In the meantime, open the SageMaker Console to monitor the progress of your training job.

![SageMaker Training Job Console](img/sagemaker-training-job-console.png)

## Get the Name of the Deployed Prediction Endpoint
First, we need to get the endpoint name of our newly-deployed SageMaker Prediction Endpoint.

Open AWS console and enter SageMaker service, find the endpoint name as the following picture shows.

![download-pipeline](images/sm-endpoint.jpg)

# Make a Prediction

# _YOU MUST COPY/PASTE THE `ENDPOINT_NAME` BEFORE CONTINUING_
Make sure to include preserve the single-quotes as shown below.

In [None]:
import pickle, gzip, numpy, urllib.request, json
from urllib.parse import urlparse
import json
import io
import boto3

#################################
#################################
# Replace ENDPOINT_NAME with the endpoint name in the SageMaker console.
# Surround with single quotes.
ENDPOINT_NAME= # 'Endpoint-<your-endpoint-name>'
#################################
#################################

# Load the dataset
urllib.request.urlretrieve("http://deeplearning.net/data/mnist/mnist.pkl.gz", "mnist.pkl.gz")
with gzip.open('mnist.pkl.gz', 'rb') as f:
    train_set, valid_set, test_set = pickle.load(f, encoding='latin1')

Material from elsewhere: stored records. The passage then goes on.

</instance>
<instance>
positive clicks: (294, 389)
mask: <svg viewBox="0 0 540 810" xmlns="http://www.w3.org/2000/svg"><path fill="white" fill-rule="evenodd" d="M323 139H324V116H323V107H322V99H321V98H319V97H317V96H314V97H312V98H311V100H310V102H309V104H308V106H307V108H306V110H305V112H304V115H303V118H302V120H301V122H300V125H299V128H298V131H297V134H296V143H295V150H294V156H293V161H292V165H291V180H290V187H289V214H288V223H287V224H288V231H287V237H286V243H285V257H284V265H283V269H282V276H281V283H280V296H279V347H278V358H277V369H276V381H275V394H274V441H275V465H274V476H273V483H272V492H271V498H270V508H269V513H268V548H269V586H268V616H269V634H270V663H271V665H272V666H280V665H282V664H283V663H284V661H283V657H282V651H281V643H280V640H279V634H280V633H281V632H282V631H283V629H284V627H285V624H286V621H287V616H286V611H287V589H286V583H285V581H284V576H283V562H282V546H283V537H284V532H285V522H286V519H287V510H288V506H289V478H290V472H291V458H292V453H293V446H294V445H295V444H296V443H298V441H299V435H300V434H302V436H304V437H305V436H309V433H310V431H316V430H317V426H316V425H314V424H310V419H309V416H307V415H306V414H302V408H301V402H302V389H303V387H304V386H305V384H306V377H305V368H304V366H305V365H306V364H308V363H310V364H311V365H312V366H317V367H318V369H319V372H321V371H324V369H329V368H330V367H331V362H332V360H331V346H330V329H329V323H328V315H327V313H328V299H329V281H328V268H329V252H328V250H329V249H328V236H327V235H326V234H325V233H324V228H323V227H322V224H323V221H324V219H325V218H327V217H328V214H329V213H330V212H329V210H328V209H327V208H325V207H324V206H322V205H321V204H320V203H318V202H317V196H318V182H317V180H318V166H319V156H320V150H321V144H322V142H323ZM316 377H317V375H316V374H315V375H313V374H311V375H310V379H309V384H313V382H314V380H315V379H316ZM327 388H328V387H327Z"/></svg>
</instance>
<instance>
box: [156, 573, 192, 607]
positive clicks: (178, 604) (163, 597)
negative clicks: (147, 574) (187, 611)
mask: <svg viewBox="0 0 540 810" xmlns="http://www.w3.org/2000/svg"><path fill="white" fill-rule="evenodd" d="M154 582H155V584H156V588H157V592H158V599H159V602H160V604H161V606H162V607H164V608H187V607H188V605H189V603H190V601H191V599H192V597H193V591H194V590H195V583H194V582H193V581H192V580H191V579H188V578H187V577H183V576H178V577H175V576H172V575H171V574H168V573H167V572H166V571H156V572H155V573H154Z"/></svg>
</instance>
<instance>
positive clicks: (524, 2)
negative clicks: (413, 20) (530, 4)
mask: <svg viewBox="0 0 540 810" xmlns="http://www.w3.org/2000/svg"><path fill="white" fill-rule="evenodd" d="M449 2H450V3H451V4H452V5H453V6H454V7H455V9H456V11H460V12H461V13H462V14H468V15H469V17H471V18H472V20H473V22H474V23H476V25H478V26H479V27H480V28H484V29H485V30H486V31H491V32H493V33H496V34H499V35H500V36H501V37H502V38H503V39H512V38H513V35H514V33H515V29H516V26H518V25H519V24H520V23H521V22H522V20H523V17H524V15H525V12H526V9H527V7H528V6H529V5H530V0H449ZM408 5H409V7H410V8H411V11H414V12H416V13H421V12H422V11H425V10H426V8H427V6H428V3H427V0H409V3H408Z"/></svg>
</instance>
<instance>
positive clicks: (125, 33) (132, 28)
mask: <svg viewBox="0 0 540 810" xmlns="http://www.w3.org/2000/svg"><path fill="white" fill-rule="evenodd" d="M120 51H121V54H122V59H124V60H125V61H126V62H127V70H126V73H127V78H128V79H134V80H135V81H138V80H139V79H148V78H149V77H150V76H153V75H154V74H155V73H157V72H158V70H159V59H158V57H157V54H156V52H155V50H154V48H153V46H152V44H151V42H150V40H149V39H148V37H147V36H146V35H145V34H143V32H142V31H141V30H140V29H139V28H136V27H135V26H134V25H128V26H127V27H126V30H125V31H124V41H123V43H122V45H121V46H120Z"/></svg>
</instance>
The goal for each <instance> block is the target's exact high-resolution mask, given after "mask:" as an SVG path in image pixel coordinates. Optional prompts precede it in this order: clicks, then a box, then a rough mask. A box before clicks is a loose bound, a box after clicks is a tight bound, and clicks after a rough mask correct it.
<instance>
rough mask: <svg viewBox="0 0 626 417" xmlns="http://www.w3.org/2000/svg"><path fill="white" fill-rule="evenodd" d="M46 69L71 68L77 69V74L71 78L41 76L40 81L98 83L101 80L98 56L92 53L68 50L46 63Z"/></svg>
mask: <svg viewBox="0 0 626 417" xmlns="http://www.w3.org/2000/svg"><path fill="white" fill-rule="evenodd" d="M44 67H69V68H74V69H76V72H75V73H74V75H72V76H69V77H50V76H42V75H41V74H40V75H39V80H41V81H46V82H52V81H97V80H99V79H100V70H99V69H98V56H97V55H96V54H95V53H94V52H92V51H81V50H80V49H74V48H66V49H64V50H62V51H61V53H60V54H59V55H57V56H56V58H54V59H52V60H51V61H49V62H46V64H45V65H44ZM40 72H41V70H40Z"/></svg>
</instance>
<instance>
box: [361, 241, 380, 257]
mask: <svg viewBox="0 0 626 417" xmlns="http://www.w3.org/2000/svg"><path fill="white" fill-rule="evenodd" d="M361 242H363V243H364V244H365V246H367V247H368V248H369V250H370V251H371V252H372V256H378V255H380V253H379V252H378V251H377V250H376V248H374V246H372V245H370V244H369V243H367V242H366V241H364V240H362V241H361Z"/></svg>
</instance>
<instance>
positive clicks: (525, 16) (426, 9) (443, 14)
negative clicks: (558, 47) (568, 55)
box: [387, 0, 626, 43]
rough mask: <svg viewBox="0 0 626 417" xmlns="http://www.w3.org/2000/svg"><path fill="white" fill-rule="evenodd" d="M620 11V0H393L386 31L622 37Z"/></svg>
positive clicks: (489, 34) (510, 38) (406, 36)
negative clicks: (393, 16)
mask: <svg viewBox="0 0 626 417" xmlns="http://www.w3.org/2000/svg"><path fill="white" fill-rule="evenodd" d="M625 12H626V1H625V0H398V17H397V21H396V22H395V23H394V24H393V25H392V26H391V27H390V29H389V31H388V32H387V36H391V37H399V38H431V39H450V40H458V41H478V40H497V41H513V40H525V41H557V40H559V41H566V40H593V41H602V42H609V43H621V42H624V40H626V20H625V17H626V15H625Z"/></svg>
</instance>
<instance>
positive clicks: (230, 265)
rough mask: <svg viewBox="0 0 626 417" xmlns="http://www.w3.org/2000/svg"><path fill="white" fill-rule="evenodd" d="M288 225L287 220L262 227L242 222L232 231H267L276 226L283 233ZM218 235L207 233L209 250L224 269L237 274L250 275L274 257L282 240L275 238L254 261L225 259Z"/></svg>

# Simple function to create a csv from our numpy array
def np2csv(arr):
    csv = io.BytesIO()
    numpy.savetxt(csv, arr, delimiter=',', fmt='%g')
    return csv.getvalue().decode().rstrip()

runtime = boto3.Session(region_name=AWS_REGION).client('sagemaker-runtime')

payload = np2csv(train_set[0][30:31])

response = runtime.invoke_endpoint(EndpointName=ENDPOINT_NAME,
                                   ContentType='text/csv',
                                   Body=payload)
result = json.loads(response['Body'].read().decode())
print(result)

## Clean up

Go to Sagemaker console and delete `endpoint` and `model`.